Tengo mi cielo escondido en un pesebre. Mirada divina, sonrisa inefable, corazón tan humano de Dios que hablas a solas y en secreto. ¡Oh noche deseada por los siglos! Noche iluminada con la dulzura de la presencia del Verbo hecho Niño para el mundo. Prodigio inefable el de tu misericordia, que te mueve a venir a mí para transformarme en Ti. Noche luminosa y clara que revela en la pobre carne de un Niño las delicias de la Trinidad. En Ti, Jesús, dulce amor de María y de José, encuentro el cielo de mi alma.
Es mi cielo encontrarme con la mirada de mi Dios, sintiendo la suave intimidad de dos corazones unidos por la pequeñez y la pobreza. Es mi cielo esa sonrisa de infante que me invita a esperar en la fe oscura, a abandonarme en El con corazón de hijo, a sentirme amado y envuelto a raudales en la misericordia divina de cada instante de mi vida. Es mi cielo vivir para este Dios que amo y adoro cuando El quiere esconderse en la pobreza de mi carne pecadora. Es mi cielo callar agradecido ante un Dios que así se abaja y humilla por amor a mi nada. ¡Oh, Señor, Humildad enamorada de mi pobreza, que sepa ver torrentes de tu luz en la noche profunda de mi alma! Revísteme de tus armas para que a tus pies, en Belén, emprenda yo una carrera de gigante por el camino de la caridad. Mi cielo has de ser sólo Tú, Señor, mi Verbo humanado, que te encarnas en la tierra de mi vida, descansas en el pesebre de mi alma y te ocultas abajado entre las pajas de mi nada. Que viéndote Niño en mí, aprenda yo a adorarte en cada alma que pones a mi lado, en el camino de cada día. Que en cada hijo de la Iglesia sepa descubrir tu rostro de Niño eterno naciendo día a día entre las pajas de su vida. Que en ellos mire yo tus mismos ojos, aquellos con los que un día me enamoraste y hablaste en el alma.
Encuentro mi cielo en el corazón de la Virgen Madre, allí donde Dios guarda y contempla todos sus secretos. Corazón virginal de Madre que deshojas en adoración ante tu Verbo humanado pétalos de humildad, vacío y pequeñez. Tu regazo materno fue el cielo de Jesús durante su vida en la tierra. Tú eres también dulzura y alivio de cielo en mis noches de Belén, cuando mi Dios duerme, se esconde y calla en la desnudez de la fe.

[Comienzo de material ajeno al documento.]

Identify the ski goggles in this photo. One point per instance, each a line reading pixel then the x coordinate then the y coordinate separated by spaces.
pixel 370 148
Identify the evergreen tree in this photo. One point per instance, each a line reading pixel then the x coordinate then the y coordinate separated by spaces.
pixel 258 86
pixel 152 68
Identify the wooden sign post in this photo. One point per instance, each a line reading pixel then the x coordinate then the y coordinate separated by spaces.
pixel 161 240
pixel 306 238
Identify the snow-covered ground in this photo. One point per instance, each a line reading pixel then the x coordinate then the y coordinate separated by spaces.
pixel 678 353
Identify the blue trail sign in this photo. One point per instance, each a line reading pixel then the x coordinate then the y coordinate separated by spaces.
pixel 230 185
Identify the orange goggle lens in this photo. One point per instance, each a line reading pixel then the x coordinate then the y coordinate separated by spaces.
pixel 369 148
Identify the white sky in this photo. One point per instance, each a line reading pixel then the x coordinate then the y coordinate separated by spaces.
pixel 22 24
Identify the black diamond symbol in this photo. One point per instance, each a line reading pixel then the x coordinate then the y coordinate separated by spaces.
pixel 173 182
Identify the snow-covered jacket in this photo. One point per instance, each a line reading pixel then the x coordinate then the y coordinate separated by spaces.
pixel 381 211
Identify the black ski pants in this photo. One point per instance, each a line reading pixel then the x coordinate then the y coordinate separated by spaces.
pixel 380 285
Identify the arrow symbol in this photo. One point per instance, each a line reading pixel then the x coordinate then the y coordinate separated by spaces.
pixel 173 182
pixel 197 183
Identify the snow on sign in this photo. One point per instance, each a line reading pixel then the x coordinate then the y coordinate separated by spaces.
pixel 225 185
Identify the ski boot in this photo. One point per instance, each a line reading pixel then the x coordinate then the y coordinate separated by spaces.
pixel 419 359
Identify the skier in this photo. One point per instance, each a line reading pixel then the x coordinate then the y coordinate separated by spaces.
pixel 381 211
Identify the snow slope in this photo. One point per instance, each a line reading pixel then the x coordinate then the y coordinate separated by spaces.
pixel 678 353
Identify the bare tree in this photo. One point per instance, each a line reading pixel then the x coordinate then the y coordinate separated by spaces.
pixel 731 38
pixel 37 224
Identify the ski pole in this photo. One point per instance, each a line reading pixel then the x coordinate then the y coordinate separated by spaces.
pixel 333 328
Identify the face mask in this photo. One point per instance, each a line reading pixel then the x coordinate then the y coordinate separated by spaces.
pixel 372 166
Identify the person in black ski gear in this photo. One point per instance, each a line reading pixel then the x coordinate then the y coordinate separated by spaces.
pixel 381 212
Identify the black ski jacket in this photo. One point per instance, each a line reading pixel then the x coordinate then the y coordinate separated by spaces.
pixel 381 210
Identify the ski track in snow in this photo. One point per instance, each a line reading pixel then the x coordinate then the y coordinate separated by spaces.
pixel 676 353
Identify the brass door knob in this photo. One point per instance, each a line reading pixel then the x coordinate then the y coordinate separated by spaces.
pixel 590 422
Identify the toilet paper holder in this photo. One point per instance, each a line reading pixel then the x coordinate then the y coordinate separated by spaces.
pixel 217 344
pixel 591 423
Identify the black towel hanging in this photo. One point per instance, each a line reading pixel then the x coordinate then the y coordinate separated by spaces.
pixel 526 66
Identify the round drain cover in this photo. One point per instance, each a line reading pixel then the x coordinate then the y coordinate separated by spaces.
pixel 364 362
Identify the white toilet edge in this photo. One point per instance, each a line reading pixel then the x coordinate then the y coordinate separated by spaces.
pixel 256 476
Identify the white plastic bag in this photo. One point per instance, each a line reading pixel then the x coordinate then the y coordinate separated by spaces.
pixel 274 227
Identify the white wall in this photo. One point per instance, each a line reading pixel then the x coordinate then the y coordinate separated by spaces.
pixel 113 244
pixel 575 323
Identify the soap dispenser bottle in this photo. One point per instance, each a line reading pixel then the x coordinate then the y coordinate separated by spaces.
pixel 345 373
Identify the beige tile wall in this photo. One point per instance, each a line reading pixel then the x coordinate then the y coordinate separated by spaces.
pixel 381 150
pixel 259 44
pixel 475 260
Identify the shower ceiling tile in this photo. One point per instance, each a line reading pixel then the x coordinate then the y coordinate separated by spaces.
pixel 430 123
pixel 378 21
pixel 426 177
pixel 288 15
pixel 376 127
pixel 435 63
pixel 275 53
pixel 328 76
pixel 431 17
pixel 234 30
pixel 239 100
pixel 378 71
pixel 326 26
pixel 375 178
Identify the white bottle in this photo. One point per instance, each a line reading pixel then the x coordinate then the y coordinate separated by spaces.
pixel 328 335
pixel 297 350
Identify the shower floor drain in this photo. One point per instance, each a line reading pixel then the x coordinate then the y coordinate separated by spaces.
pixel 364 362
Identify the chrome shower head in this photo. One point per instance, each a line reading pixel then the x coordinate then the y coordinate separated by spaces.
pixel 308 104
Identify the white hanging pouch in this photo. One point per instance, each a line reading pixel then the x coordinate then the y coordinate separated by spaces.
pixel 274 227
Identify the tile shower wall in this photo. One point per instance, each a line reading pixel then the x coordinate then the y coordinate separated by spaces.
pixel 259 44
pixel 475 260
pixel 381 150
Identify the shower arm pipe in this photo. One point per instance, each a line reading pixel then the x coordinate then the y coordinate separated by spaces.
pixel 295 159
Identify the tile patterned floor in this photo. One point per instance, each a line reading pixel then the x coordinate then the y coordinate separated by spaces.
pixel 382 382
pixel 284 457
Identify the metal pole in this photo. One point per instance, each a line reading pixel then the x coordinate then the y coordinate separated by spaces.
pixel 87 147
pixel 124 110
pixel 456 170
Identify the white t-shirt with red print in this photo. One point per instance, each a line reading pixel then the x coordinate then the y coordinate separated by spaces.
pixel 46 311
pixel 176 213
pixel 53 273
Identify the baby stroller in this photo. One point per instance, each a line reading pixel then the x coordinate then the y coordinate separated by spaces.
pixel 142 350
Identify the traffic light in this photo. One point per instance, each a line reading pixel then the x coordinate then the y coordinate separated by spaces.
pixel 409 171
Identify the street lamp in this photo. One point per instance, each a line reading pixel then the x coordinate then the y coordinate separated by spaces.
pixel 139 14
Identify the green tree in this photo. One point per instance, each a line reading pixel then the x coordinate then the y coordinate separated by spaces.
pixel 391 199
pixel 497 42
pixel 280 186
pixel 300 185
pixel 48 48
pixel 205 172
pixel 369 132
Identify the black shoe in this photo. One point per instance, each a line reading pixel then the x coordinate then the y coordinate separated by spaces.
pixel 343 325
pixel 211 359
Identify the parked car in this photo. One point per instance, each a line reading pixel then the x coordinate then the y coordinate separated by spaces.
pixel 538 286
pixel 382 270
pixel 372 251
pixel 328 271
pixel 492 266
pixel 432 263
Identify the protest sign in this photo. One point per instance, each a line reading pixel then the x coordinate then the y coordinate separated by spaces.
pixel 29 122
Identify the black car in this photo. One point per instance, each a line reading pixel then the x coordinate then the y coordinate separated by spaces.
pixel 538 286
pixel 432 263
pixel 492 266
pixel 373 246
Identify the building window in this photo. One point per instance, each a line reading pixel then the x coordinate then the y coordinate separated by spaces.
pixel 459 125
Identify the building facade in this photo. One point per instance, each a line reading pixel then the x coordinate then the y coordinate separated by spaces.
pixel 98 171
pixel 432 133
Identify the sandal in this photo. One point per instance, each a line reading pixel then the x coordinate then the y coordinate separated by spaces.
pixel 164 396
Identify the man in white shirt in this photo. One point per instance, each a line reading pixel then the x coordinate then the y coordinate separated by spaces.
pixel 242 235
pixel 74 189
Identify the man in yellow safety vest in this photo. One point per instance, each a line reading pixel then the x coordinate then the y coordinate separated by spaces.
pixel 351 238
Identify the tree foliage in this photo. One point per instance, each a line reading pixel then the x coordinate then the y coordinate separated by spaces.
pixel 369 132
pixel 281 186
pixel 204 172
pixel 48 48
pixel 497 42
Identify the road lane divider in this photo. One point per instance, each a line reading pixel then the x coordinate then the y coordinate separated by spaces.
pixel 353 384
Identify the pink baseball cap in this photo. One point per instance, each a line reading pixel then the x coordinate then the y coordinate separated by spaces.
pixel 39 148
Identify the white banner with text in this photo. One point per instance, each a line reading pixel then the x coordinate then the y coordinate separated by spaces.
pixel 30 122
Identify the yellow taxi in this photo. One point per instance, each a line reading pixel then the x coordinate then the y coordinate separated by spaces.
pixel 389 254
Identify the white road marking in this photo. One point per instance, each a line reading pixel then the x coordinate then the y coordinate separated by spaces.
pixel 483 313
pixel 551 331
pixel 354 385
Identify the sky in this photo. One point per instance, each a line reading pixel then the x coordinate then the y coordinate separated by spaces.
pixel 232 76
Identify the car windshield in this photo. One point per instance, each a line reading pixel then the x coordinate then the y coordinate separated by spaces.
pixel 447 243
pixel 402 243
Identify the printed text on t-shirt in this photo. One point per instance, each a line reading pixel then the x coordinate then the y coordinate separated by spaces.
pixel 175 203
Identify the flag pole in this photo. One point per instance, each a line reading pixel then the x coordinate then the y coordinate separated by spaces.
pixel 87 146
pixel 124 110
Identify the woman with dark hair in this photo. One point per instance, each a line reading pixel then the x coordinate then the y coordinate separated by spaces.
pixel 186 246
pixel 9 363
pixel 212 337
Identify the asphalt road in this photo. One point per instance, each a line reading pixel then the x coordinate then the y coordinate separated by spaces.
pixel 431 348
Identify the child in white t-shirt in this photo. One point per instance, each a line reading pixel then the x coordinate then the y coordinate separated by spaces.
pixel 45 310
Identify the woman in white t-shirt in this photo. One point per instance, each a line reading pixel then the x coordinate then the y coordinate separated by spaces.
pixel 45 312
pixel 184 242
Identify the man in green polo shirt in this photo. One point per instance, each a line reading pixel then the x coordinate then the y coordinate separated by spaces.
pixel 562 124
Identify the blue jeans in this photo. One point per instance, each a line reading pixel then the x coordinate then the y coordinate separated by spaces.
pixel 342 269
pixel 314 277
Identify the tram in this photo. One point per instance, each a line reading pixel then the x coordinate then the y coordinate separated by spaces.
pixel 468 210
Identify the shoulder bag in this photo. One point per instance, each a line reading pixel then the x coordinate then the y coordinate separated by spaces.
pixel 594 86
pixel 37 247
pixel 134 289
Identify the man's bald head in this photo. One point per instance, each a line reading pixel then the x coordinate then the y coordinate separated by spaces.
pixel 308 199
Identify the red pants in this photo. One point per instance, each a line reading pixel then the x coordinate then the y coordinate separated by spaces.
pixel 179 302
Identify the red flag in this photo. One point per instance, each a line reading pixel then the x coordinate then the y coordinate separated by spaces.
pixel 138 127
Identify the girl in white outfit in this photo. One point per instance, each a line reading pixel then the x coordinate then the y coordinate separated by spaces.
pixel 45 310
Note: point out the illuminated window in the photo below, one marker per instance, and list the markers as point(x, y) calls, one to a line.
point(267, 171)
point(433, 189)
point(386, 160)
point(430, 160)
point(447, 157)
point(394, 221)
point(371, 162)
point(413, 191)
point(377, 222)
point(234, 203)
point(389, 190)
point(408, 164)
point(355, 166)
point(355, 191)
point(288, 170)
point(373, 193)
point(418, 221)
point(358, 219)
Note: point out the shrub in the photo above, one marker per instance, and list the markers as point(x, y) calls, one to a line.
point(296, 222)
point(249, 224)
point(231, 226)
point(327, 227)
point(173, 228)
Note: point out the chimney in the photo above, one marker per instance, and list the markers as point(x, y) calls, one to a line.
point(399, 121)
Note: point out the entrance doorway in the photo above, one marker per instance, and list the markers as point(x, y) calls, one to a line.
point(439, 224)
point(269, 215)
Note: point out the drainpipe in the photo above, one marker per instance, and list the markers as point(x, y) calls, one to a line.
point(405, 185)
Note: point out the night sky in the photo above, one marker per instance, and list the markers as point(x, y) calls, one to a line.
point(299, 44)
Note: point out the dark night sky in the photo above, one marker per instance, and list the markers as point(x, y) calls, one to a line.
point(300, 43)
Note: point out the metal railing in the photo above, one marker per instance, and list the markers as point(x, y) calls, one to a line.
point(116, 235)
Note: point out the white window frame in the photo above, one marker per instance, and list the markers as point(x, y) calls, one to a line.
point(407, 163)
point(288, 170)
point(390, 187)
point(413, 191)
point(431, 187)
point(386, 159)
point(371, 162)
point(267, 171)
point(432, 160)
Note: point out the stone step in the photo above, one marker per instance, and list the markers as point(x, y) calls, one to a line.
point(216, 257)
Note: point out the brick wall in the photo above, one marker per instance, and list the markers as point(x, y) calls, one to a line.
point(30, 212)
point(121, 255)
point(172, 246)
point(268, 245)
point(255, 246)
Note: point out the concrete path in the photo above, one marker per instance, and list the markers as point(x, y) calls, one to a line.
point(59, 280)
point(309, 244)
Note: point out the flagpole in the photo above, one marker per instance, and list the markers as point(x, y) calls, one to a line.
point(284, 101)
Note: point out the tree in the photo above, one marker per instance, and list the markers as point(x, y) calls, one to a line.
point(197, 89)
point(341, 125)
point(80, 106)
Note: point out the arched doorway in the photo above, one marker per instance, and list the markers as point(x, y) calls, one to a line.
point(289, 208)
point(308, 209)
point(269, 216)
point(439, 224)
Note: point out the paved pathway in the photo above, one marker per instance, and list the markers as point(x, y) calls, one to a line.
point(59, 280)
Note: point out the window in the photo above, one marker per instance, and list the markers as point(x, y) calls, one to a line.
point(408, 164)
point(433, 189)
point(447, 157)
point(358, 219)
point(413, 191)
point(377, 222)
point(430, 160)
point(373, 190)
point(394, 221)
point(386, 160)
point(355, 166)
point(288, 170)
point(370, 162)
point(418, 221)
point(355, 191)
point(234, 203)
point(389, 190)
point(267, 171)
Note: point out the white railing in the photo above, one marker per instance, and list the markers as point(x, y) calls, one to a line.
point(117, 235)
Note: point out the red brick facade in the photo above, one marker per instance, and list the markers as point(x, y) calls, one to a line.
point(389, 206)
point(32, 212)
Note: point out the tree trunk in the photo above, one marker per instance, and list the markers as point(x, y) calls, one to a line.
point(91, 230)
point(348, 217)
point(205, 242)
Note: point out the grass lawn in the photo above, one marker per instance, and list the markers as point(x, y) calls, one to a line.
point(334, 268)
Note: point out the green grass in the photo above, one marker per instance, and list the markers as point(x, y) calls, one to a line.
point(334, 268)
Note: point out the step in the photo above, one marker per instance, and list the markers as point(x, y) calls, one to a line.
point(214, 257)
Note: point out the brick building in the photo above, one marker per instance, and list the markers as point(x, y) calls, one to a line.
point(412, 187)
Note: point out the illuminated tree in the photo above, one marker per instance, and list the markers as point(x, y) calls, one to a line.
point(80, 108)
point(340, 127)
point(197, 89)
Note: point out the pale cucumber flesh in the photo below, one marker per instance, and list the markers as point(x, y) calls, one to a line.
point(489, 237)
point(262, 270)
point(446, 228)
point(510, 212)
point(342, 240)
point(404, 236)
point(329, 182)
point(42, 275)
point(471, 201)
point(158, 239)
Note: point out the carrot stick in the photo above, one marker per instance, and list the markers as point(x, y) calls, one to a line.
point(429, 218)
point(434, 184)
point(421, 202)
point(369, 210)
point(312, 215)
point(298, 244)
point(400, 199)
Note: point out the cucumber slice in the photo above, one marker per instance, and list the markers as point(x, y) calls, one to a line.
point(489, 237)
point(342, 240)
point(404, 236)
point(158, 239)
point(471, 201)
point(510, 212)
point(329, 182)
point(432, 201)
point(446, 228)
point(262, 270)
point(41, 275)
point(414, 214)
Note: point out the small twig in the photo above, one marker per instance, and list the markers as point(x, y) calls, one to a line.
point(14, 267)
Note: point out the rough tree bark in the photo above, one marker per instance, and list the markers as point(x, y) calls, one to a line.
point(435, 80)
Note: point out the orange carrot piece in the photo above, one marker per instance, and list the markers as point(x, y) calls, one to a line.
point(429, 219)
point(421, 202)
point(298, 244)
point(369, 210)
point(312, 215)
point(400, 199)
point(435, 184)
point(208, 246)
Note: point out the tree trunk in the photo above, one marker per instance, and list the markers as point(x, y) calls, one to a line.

Humildad de un Dios enamorado de la debilidad y de la nada. Haz que sepa yo encontrar mi cielo adorándote en mi noche de Belén. Pobreza y vacío han de hacerme cada vez más hijo, más niño, como este Niño de Belén.
Abre, pues, tu corazón a este Verbo entrañable para que Él nazca en Ti y tú mores en El como en tu pesebre. Déjale a El hacer de ti un cielo de Belén y un pesebre materno para tantas almas huérfanas que buscan a Dios en la noche fría y solitaria de su alma. Déjale hacer en tu alma su cielo, santuario de intimidad con el Espíritu Santo latiendo al unísono con el alma de María. Ella también adora y ama en Ti a este Verbo eterno y silencioso hecho carne en Belén, que fecunda y consagra el seno materno de las vírgenes.
¡Oh fuente inagotable de amor! ¿Qué buscas en mí a cambio de tanta gracia? Todo es tuyo, Señor, todo cuanto soy y todo aquello con que te sirvo; y, sin embargo, más me sirves Tú a mi que yo a Ti. Que sea siempre ese mi único deseo: dejar que Tu, Señor, vayas haciendo de mi vida un cielo y sea yo un regazo materno, un pesebre de tu amor y tu consuelo para el mundo.